How To Fire All The Bureaucrats

Today I had to take care of a small errand and was struck by the inefficiency with which government works:

  • Before walking in the door, I couldn’t figure out which instructions applied to me. I could barely even find them on the website.
  • The appointment system was telephone-based, a frustrating waste of time.
  • Once in the appointment all the forms were paper-based and an ink signature was required.

I am familiar with the government tendency to resist change and avoid new technology until it’s absolutely impossible to ignore it.

  • Nobody wants to take a risk and get into trouble.
  • Nobody wants to get automated out of a job.
  • Nobody wants to collaborate if that means losing their power.

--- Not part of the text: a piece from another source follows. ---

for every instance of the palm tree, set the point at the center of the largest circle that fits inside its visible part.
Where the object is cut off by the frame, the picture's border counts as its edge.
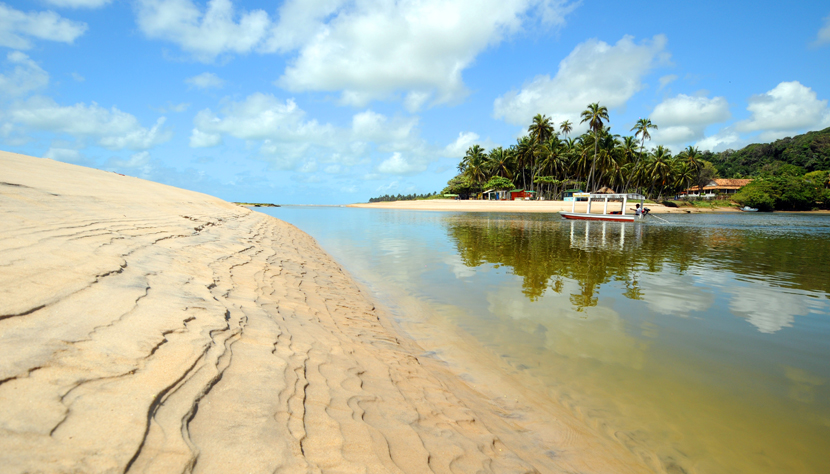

These are natural human tendencies and I totally understand them. But they’re not productive for our society. In the example above:

  • Hw much time is going to get wasted manually reviewing and transferring the paper data to a computer system?
  • How many dead PDFs are we going to create and then try to integrate into a database system down the road?
  • How many records will we generate now, only to be completely befuddled later as to what matters and what doesn’t?
A failure to streamline government is only going to further strain extremely large socio-economic problems that are about to get much, much worse:

  1. Automation will end most demand for human labor – manual, administrative, even customer service.
  2. The end of jobs will trigger a corresponding rise in need for social services.
  3. True competition will become impossible in an economy controlled by the wealthy and powerful few.
  4. Interconnected, integrated, interoperable, easily accessed Big Data will eradicate the possibility of privacy.
  5. Small terrorist cells with dangerous weapons will finally be taken seriously for the grave threat they pose.
The way to handle these problem is fairly straightforward but will require a big change in attitude to adjust to. We’re not going to be able to live the same way anymore. For example, kids aren’t going to graduate college with the expectation of a job. It’s just not happening. So here’s what we as a society have to do in order to adapt. These are very broad general approaches, I’ll leave it to others to figure out the details.
  1. Get ahead of the curve and stop reacting defensively. The risk of not acting is bigger than the risk of the status quo.
  2. Stop quibbling over details and unite around a broadly shared vision of progress. Nobody wins with all the divisiveness.
  3. Use commercial, off-the-shelf technology to the maximum extent possible. There is no excuse to be dragging our feet on this.
  4. Protect civil rights, dissent and privacy; promote transparency; form fully independent external bodies to regulate the regulators.
  5. Incorporate strong security practices into everything we do. There are a lot of people who want to foment and take advantage of chaos, to steal our freedom and our lives along with it.
Government workers secretly fear that their jobs will become irrelevant in the new economy. That may be true in some cases. But it’s probably more true that our role will evolve:
  1. To rebalance major power inequities and promote national competitiveness through a whole-of-society approach to the major issues that confront us.
  2. To protect people’s rights and make sure that vulnerable populations are supported.
  3. To maintain social order and prevent chaos from breaking out.
As we go about our day-to-day lives it’s really easy to stick our heads in the sand and let others worry about the problems. But at some point you look around and realize it’s you that’s got the football. And that your standing there at a press conference, with no excuse as to why you’ve let it deflate.